What happens at a Grange meeting?
A Grange meeting might seem intimidating, before you check one out yourself, because it seems a little mysterious and full of “Grange Ritual”. Let’s describe a bit of what goes on, to take away the mystery.
We do have a ritual opening and closing process, adapted by our Community Grange a few years ago to be a little more stream-lined than the ritual outlined in the Grange manual. Our Opening serves as a formal introduction to the “work of the day”–the agenda of reports and discussions which all Community Granges are expected to go through. It always includes singing—of the National Anthem or an alternative, and of an opening song chosen by our Grange Musician. Singing together is one of the fun parts! The opening also inlcudes a performance of the “Grange Salutation” which reminds us of the ideals that Grange Members are to live by—Faith, Hope, Charity and Fidelity.
Next, we start work on the agenda, which includes reports on Agriculture and Legislative matters. In our Grange, which does not currently include any active farmers, but does include many with an interest in locally-grown food and the localvore movement, the Agriculture report often includes discussions of farmers’ markets, schools supplying themselves with local foods, and ways that people can preserve food for off-season storage, climate change, state and national food polices, and so on. The Legislative report follows the health-care system debates in Vermont, the “hot issues” on the legislative table, the actions of the Governor, and describes the internal workings of the political system.
We also have a report on Health Concerns from a working nurse about issues she sees in her practice with Central VT Home Health & Hospice, and in her reading about health-care. We hear from our Secretary, who is also VT State Grange Chair for Home Economics, about upcoming knitting and sewing contests, or the annual baking contest.
We have a report on the Hall, which is such a large part of our activities, as well of our expenses. We talk about problems that need addressing, and about plans for the future improvement of the Hall. This responsibility is shared with the “Friends of the Capital City Grange Hall”, which was set up to focus on Hall projects and ways to fund them.
Every meeting includes a Treasurer’s report, which lets us know how the Grange’s bank accounts are doing, what the prospects are for rental income, and upcoming expenses. Members have the opportunity to question the Treasurer about details, and financial decisions being taken, before the report is accepted by the membership.
“Suggestions for the Good of the Order” is a regular item of discussion, as we continue to figure out how to be a Grange in the 21st century. We are in a Grange Hall which is not a central meeting place for a farm community, but is rather on the outskirts of a (small) state capital. We draw hundreds of people from long distances to use our community Hall as a meeting place, dance hall and performance space. We work on building our relationship with the Town of Berlin, for which we serve as a vital meeting-place for Town residents, families, and organizations. The Town itself also holds public hearings and meetings in our Hall.

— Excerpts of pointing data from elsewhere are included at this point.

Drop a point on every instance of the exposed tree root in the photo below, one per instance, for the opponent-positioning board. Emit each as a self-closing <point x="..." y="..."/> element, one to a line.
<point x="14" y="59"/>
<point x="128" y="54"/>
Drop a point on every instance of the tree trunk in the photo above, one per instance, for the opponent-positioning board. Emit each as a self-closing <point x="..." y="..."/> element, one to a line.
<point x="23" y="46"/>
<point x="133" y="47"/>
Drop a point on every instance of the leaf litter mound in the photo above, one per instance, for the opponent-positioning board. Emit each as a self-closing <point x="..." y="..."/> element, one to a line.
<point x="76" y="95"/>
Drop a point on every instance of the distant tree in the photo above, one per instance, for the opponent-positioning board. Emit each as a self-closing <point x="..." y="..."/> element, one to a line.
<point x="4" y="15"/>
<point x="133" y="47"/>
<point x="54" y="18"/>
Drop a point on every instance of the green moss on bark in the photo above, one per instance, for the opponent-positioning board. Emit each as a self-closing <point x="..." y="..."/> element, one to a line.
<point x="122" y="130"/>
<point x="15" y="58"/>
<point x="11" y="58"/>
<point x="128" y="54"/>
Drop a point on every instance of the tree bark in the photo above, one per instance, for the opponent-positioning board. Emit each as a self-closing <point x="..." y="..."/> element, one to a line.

During the meeting, members who are present may suggest a motion to commit the Grange to a project, express an opinion, send a letter or make a contribution. Members are given the opportunity to discuss all aspects, before the Grange votes for or against the resolution. Grange meetings are run on Roberts’ Rules of Order, and are designed as a forum for civil discussion and debate, in which all can have their say and be equal in decision-making. We’re happy to support projects when there is someone who cares to follow through on the outcome, so bring your ideas!
Each meeting also asks if any Grange members are “sick or in distress”, and if so, may direct Flora (one of the 3 Graces) to send a card, fruit and/or flowers. Or someone may volunteer to visit and help out.
After completing the agenda, the meeting closes with a little more ritual. It always includes a closing song in which all can join, and the Grange Salutation affirming our commitment to Faith, Hope, Charity and Fidelity.
At our Grange, the Closing is followed by a re-arrangement of the Hall in preparation for a “Program” starting about 5:30. These are arranged by the “Lecturer” of the Grange, and are designed provide information and entertainment for Grange members. They may include showing a film or video, or a lecture or other presentation by an expert in some field, or a baking contest—every year the Grange sponsors one. Programs have included discussions about health insurance changes, proposed amendments to counteract the Supreme Court’s “Citizens United” decision, changes to the Bottle Bill, showing of the film on the building of the Grange Hall, sing-alongs, and many more. We welcome anyone who is interested—like all Grange activities, the Programs are free and open to the public–no passwords are required.
Following the Program, we set up chairs and tables in the Hall (on protective floor covering mats) for a potluck dinner. Of all the traditions of the Grange, few are more sincerely enjoyed than potluck dinners where members and friends share their favorite dishes! We use the dishes and silverware from the Hall’s cabinets, and all pitch in on cleaning up and washing dishes afterward.
Meetings are held on the first Saturday of each month except July and August—with occasional changes to the 3rd Saturday to avoid conflicts with holiday weekends and other competing events. Meetings are posted on the Calendar page of this CCG website: www.capitalcitygrange.org/events. We hope you’ll join us for a meeting, and then join us as a Grange member!